SHARMA IMAGE: Darryl James |
The contractor for some of Portland’s trendiest projects declared personal bankruptcy on Dec. 1. Mike Purcell, owner of Gray Purcell Construction, loaned his company more than $2 million but hasn’t gotten repaid because he says some of his customers haven’t paid him. Purcell is in dispute with three clients, whose financing dried up mid-job. Purcell says his company remains solvent but has gone from 82 employees to 30 in the past couple months.
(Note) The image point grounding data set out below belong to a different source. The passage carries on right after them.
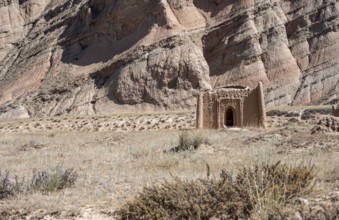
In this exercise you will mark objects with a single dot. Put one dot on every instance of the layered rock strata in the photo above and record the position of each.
(99, 56)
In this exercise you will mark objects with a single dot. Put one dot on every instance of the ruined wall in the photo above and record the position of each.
(248, 108)
(254, 110)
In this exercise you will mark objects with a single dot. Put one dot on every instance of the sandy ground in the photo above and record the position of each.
(116, 156)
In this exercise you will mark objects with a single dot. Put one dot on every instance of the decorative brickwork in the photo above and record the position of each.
(231, 106)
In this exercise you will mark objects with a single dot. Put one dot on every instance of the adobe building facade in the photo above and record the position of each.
(335, 111)
(233, 106)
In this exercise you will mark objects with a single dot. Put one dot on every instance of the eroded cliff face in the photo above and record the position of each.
(102, 56)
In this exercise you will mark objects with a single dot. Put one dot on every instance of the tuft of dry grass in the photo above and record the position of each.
(254, 190)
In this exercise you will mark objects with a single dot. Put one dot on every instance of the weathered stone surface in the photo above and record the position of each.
(327, 124)
(160, 53)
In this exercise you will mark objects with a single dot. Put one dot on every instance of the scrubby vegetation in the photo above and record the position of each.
(253, 191)
(42, 181)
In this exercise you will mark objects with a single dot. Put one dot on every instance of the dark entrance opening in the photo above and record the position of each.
(229, 117)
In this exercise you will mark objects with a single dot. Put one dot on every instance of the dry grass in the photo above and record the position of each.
(113, 166)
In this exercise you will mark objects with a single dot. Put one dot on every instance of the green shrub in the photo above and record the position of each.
(252, 190)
Meanwhile, he says dozens of trade creditors and suppliers are in the lurch from what he calls the worst conditions he’s seen in 35 years of building. “Lenders are reappraising projects mid-stream and requiring borrowers produce more equity,” he says. Among Gray Purcell’s projects: the Mississippi Avenue Lofts and Clinton Condominiums as well as the partially completed bSide 6 and SunRose projects on East Burnside Street.
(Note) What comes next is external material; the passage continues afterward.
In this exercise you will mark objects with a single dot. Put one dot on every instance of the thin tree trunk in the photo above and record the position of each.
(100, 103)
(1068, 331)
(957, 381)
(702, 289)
More trouble in the ’Couv: Earlier this fall, the City of Vancouver paid $1.65 million to former police officer Navin Sharma (see “Good Cop, Mad Cop,” WW, July 30, 2008) to settle a wrongful termination lawsuit. Now Sharma’s attorney, Greg Ferguson, has filed a tort claim notice on behalf of another terminated officer, Chris Kershaw, whom Ferguson claims was wrongfully fired for agreeing to testify on Sharma’s behalf. (Read the tort claim PDF.)
A fake 9.0 earthquake will shake Portland for four minutes on April 24 as part of a planned “Cascadia Peril” exercise organized by state, city and county agencies. Named for the vast subduction zone off the Pacific Coast, the “Peril” exercise will let emergency personnel improvise a disaster scenario that would swamp major West Coast cities, says Sylvia Ross, a spokeswoman for Portland’s Office of Emergency Management. “We don’t know if our children will see it in their lifetime,” Ross says, “but we do need to prepare for it.”
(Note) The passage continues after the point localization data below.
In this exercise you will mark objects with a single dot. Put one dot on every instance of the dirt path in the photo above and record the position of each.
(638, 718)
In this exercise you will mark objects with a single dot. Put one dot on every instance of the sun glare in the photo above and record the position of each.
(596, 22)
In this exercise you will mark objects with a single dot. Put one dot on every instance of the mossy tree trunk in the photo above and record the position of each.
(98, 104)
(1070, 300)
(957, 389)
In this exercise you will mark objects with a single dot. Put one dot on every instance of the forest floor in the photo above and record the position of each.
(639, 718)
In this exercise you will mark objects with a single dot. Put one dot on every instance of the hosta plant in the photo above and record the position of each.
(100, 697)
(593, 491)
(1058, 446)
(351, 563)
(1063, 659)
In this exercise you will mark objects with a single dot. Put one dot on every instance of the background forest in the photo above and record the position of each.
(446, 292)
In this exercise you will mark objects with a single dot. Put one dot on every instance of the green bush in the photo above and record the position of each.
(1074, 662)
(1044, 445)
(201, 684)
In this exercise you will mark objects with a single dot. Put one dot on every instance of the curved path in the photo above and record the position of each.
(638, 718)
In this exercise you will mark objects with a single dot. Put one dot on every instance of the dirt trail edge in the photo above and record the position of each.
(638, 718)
More than two years after James Chasse Jr. died in police custody, newly elected Portland police union President Scott Westerman tells WW the Bureau’s Use of Force Review Board has cleared all the officers involved. The board reviewed the evidence in October but hasn’t yet made its findings public. Westerman, however, is frustrated that Chief Rosie Sizer hasn’t made her own recommendation whether to discipline the officers. For more, go to wweek.com.
A billboard that was up for a month on U.S. 26 indicates People for the Ethical Treatment of Animals still has a wary eye on the Oregon National Primate Research Center in Hillsboro (see “Monkey Ethics,”WW, Nov. 21, 2007). The billboard near the research center’s exit off U.S. 26 urged people to contact PETA if they’re aware of lab animal abuse. PETA’s Kathy Guillermo wouldn’t say how many calls the sign elicited before it came down on Dec. 4. But center spokesman Jim Newman says a federal investigation after PETA did its own undercover probe found no problems. Asks Newman: “Why aren’t they using their donation dollars to go after real issues, like the cats and dogs around the country that are being euthanized?”